Seeing grown men run through the streets hoping to get to the mosque before the mualvi begins the prayers is amazing. What else do men run after with such dilligence five times a day? Businessmen leave their stores open and walk away to the mosque for a half hour, willing to sacrfise their livelihoods not to mention their cash registers. It used to surprise me as a kid, but now, as an adult, when I have seen how the world works, it astounds me. everything from bakeries, Air conditioning repair shops, grocery shops and resturants are left as soon as the azan sounds. No regard is given to anything else but God, their belief and their actions are not only surprising but spellbinding; I was in awe during my first few days as I watched this scene unfold from my third floor balcony.

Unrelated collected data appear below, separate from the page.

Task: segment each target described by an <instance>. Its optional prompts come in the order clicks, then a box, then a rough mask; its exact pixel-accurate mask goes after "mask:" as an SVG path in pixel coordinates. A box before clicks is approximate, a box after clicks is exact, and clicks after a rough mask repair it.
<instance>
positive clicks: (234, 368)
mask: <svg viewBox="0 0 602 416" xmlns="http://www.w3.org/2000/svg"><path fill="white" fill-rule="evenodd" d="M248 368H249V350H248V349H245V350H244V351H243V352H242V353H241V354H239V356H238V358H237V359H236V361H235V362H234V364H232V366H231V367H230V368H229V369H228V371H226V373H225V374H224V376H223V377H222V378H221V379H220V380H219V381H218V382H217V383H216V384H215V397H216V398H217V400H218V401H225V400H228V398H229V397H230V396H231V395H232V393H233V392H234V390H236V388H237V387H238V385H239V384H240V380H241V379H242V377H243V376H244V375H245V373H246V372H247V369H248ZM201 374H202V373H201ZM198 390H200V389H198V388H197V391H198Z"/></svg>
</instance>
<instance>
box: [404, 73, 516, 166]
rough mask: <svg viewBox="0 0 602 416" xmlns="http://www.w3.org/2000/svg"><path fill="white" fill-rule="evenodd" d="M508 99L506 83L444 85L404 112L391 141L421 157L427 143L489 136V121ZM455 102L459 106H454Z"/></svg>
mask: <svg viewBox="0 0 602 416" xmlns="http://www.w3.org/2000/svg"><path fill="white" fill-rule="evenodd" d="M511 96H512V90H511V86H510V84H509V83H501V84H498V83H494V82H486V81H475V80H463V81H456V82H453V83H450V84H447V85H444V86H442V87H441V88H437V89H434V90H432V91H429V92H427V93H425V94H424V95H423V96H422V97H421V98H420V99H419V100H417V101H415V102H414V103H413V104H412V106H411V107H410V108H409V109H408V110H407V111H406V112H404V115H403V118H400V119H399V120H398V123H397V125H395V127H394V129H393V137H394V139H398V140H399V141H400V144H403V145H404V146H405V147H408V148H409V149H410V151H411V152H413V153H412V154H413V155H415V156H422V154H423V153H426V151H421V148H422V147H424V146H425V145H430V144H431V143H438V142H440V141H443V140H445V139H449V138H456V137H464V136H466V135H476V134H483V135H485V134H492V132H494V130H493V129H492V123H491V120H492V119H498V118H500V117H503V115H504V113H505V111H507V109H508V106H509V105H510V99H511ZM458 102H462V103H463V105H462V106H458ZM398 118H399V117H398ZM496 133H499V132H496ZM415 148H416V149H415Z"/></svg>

Inside the mosque, its another scene of wonder. Men from all over.. Nepal, Bangladesh, Pakistan, Afghanistan, Syria, Egypt, India, Saudia and now even Canada form neat rows to subjugate themselves to a higher power. Men that would have cursed each other for some reason or the other just moments before now shake hands with people they sit next to after prayer, genuine love for their brethren in their eyes.
An old man looked at me today with the most piercing glance I have ever felt, all he said was Assalaam-alaikum. Walaikum-asalaam my brother.
Age does not matter, height does not matter, the dress a person wears holds no bearing, a man's stature is of no consequence- here they are all muslims, subjects of Allah celebrating His glory.
Even after the prayers are over, men sit in the mosque reading the Quran, some out loud, some to themselves. Today, while praying the Sunnah, I caught a man falling to his knees in anguish, crying out loud for mercy, to a diety that exists only in his mind, let me reword that, he asked for forgiveness, wept in front of others to a concept- the mere concept of God. Even if looked upon with the most skeptical of eyes, the scene was enough to make you intake a sharp breath. People around him, ran to his 'aid', helped him to sit up and consoled him, Allah is merciful, all forgiving, all loving.
I must sound like a tool, especially to those who know me. But, I am awed by the scene that unfolds before me everyday almost five times a day. Sure, there is a monotony to it. And yes, sometimes it does seems fruitless, but the faith of everyone around you, even those that are doing much worse than you and I, is enough to make the most skeptical of people sit up and take notice.
postscript:
Today was the first day I prayed at Fajr since I got back to Doha. Fajr fell at 4:28 am today. I walked into to the mosque to a sight I wasn't prepared for. The place was as full as it is at Isha, which is probably the easiest prayer to attend since it falls after everyone is off work and before dinner (most people have dinner here around 9pm). I have forgotten so many things about Islam, but a word came to my mouth from the depths of my psyche, Subhanallah. In rough translation, it means glory be to Allah. I was surprised that so many people showed up, you could tell that it was taking a toll on some of them too. As I walked in, a man was sleeping by the door, he had woken up, washed himself (wodhu) and walked to the mosque only to sit down and doze off before the prayer began, trying to squeeze every inch of sleep out before his day began. Thats the difference for muslims, they don't look upon praying five times a day as a chore, its a part of life. It happens every day for the entirety of your life, and after a few weeks of the routine, you get used to it; It doesn't seem that arduous a task. A lot of people make Islam out to be this tradition ridden religion in which everything has to be done properly, but that guy who slept for 2 minutes before the prayers probably doesn't see it that way. After all, he did show up and probably does every day.